Çünkü  komplocuların değil, Allah’ın bir planı olduğunu öğretir.

Çünkü dağınık olmayı değil, birlik olmayı öğretir.

Çünkü eleştirileri umursamayı değil, eylemi gerçekleştirmeyi öğretir.

Çünkü görmezden gelmeyi değil, inisiyatif almayı öğretir.

Çünkü batılıların çizdiği sınırlara  değil, kardeşliğin sınırlarına itibar etmeyi öğretir.

Çünkü devrimi kodamanların değil, gençlerin gerçekleştireceğini öğretir.

Selman Maltaş

Vallahi Biz de Yolumuzdan Dönmeyeceğiz

16 Temmuz’da Hatay’a doğru yola çıkacak olmamıza ithafen hareketin adı “16 Temmuz Gençlik Hareketi” olmuştu. Hararetli geçen birinci toplantıdan sonra ikinci toplantı için çağrı yapıldı.
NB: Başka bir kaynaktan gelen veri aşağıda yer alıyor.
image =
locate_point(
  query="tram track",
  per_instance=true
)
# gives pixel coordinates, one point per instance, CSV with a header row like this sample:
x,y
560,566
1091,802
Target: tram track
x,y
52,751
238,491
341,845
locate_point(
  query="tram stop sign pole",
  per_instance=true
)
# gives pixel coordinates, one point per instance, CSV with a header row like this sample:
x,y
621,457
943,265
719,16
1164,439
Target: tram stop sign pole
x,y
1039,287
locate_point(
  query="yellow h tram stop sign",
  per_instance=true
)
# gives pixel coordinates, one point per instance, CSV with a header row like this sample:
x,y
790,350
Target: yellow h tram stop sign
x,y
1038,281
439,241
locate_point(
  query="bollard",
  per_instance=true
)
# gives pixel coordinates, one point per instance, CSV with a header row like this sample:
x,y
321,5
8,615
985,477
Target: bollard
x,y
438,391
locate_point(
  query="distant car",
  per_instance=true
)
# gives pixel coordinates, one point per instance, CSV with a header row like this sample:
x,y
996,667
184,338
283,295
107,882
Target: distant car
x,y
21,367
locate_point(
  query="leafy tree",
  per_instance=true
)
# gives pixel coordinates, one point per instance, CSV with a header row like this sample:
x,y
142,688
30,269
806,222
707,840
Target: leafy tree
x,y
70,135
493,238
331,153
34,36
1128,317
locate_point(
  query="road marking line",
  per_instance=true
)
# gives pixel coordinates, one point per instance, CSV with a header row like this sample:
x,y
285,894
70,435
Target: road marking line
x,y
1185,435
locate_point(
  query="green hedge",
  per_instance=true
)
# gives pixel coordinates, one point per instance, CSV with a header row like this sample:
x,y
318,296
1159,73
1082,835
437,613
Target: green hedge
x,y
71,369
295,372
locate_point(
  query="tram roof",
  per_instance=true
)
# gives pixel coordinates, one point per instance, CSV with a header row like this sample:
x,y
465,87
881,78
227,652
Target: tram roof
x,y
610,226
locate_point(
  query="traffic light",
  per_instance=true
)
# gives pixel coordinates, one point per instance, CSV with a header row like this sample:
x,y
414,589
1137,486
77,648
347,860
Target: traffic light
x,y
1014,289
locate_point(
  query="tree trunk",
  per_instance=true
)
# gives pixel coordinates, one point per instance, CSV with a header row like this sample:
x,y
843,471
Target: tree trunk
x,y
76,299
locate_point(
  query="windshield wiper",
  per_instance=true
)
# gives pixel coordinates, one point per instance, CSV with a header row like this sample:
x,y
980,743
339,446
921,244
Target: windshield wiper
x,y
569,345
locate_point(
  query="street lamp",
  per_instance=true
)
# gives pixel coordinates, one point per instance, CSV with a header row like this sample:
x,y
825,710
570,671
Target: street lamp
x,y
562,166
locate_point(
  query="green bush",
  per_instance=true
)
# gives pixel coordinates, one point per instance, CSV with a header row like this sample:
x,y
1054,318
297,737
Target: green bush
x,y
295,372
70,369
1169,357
İlk toplantıda akşam namazını beraberce eda edip dağıldığımız mescitte buluşacaktık. İlk buluşmanın tadı damağımdaydı. Sultanahmet’te iki arkadaşla buluşup Fatih’e yürüdük.
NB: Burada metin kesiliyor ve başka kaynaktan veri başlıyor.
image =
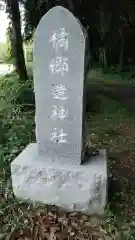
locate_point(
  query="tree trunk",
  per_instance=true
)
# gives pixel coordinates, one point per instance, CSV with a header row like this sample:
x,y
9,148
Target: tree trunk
x,y
14,12
121,51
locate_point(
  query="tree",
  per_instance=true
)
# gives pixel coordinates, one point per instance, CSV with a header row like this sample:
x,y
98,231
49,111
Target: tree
x,y
14,14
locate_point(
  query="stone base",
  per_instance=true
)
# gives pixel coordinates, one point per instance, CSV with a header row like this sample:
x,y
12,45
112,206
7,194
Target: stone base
x,y
73,187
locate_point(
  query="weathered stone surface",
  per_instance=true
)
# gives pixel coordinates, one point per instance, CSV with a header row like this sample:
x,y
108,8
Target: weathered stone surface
x,y
59,59
80,188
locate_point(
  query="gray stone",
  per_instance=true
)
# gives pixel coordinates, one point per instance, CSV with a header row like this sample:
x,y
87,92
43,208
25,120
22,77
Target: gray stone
x,y
75,188
49,171
59,60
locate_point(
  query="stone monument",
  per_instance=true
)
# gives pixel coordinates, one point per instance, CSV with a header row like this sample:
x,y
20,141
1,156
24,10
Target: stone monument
x,y
50,171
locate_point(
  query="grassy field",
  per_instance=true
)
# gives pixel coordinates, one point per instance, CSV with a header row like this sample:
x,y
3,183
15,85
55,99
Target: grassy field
x,y
114,128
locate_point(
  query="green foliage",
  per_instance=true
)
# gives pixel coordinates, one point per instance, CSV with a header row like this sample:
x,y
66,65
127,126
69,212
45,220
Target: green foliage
x,y
4,54
9,42
16,125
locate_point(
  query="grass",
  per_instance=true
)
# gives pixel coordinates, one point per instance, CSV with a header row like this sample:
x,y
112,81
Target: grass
x,y
114,127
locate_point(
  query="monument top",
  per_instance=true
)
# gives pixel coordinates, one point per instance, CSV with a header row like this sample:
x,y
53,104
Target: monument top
x,y
59,57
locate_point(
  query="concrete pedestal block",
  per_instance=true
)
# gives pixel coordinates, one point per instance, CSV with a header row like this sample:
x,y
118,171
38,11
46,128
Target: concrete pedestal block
x,y
73,187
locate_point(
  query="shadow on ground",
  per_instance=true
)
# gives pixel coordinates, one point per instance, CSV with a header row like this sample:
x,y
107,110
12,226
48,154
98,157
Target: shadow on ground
x,y
110,116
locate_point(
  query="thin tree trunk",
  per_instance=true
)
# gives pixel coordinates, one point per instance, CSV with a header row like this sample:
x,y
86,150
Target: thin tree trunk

Mescite yaklaştıkça heyecanım daha da büyüyordu. Her adımda aklıma “hürriyet” için sokaklara dökülen gençler geliyordu. Ben de onlar için bir şey yapmak istiyordum. Suriyeli kardeşlerimin gerçekleştireceklerini ümit ettiğim devrimde, Allah’ın bana da bir görev vereceğine inanıyordum.

Mescide yaklaştığımda Türkiye’de zihinlerimize kazınan “bizden devrim çıkmaz” söylemi aklıma geliverdi. Kendi kendime “Acaba ilk toplantıdaki gibi kalabalık olacak mıyız?” diye sormaya başladım. Ezberleri bozmak kolay değildi elbet. Şeytan tetikte bekliyordu.
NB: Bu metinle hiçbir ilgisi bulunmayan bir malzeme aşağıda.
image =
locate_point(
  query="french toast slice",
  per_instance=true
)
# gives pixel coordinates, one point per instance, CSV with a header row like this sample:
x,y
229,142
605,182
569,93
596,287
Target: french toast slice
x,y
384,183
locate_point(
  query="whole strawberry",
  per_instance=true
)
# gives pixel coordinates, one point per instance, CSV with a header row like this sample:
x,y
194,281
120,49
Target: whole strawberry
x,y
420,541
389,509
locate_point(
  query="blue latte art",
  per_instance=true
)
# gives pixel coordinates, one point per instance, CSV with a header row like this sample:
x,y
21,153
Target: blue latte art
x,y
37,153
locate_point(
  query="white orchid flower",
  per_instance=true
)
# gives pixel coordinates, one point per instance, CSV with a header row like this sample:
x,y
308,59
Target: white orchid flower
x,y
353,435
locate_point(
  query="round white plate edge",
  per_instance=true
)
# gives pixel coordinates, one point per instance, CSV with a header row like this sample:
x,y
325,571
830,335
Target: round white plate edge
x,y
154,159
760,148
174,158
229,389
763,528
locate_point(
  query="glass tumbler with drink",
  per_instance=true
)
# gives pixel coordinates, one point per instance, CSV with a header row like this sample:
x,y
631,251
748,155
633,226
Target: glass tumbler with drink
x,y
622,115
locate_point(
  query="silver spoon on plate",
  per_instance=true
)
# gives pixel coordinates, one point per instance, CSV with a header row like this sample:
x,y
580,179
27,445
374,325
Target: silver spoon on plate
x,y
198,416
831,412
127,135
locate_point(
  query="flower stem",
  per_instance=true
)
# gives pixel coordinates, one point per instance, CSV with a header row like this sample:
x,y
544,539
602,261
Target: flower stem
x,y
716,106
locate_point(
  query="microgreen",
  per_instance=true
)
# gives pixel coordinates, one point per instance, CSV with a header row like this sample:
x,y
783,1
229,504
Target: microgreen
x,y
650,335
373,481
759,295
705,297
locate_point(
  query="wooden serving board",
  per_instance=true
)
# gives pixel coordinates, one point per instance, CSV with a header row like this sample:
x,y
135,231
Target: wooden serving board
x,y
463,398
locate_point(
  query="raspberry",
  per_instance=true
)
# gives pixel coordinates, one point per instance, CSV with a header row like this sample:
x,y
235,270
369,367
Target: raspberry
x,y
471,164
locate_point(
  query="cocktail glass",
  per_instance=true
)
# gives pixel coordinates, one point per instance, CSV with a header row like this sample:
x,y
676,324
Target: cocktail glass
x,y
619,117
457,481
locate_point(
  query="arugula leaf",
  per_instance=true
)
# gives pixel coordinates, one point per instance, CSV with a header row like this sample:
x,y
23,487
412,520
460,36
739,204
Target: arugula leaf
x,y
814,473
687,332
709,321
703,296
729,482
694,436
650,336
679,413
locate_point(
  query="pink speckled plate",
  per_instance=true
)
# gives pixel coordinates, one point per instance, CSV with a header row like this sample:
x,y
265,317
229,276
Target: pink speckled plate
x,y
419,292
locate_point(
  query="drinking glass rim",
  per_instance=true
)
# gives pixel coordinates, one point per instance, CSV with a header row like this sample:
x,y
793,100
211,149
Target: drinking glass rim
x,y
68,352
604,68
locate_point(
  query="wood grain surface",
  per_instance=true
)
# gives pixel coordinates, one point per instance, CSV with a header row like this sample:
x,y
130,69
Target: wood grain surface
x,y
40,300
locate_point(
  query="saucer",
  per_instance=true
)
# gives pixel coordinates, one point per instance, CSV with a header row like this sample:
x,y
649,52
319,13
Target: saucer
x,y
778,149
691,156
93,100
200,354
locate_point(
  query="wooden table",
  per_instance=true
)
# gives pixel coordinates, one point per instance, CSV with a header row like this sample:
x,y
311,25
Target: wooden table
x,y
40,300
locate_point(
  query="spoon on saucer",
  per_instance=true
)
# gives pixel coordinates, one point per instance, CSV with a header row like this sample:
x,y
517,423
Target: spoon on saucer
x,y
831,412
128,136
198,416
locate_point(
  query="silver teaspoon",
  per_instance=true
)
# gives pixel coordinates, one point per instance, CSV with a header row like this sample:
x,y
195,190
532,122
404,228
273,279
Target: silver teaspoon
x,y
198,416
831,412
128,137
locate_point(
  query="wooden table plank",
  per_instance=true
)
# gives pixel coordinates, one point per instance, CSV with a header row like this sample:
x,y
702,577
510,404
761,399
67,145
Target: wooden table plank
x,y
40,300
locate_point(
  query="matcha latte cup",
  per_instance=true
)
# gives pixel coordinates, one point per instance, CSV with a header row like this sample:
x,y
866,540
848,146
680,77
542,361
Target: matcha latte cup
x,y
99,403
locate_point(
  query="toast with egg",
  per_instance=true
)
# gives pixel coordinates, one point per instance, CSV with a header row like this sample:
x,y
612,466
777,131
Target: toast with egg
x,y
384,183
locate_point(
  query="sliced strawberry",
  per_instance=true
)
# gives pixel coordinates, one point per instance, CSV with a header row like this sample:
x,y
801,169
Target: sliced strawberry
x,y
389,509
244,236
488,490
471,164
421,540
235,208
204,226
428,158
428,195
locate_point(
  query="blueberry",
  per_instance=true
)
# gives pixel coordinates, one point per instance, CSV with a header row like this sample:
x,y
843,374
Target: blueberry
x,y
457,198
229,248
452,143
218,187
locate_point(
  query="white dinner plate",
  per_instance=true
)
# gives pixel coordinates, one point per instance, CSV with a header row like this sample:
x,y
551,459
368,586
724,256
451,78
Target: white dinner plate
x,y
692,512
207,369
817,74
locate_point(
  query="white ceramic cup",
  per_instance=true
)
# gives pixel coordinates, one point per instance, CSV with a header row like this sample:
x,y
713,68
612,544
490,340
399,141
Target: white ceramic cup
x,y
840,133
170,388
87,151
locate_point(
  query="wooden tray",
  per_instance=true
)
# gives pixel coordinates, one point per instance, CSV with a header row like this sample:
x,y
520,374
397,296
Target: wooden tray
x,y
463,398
Avluya girdiğimde hemen camdan içeri baktım. O an içimin yağları eridi. İlk toplantıdan daha kalabalık bir gençlik kitlesi içeride tartışıyordu. “Esselamunaleyküm” deyip Ortadoğudaki tüm sınırları yıkarcasına içeri girdim. “Aleykümselam” cevabını alınca, “Hala bir ümit var Selman” dedim içimden.

Mescitte yapılan toplantı genele açıktı. Yürütme kurulu toplantısı başka bir mekanda yapılacaktı. Genel toplantı bittikten sonra akşam namazları kılınıp Yürütme Kurulu olarak At Pazarı Meydanı’na geçildi.

Otuz kişiydik. Mekana yerleşmemiz biraz zaman aldı. Bu gençlik devrimine yürek değil, sandalye de dayanmıyordu.

Derviş devrimcilerin çayı demli olur deyip çaylarımızı söyledik. Ana gündem maddelerini istişare ettik. Hakan Albayrak’ın hafta içinde “16 Temmuz Gençlik Hareketi” bildirisini köşesinde yayınlayacağı haberiyle mest olduk. Türkiye’nin dört bir tarafından arayanlar telefonlarımızı bir an olsun boş bırakmıyordu. Allah’a şükürler olsun, farklı düşüncelere sahip olmamıza karşılık hep orta yolu bulduk.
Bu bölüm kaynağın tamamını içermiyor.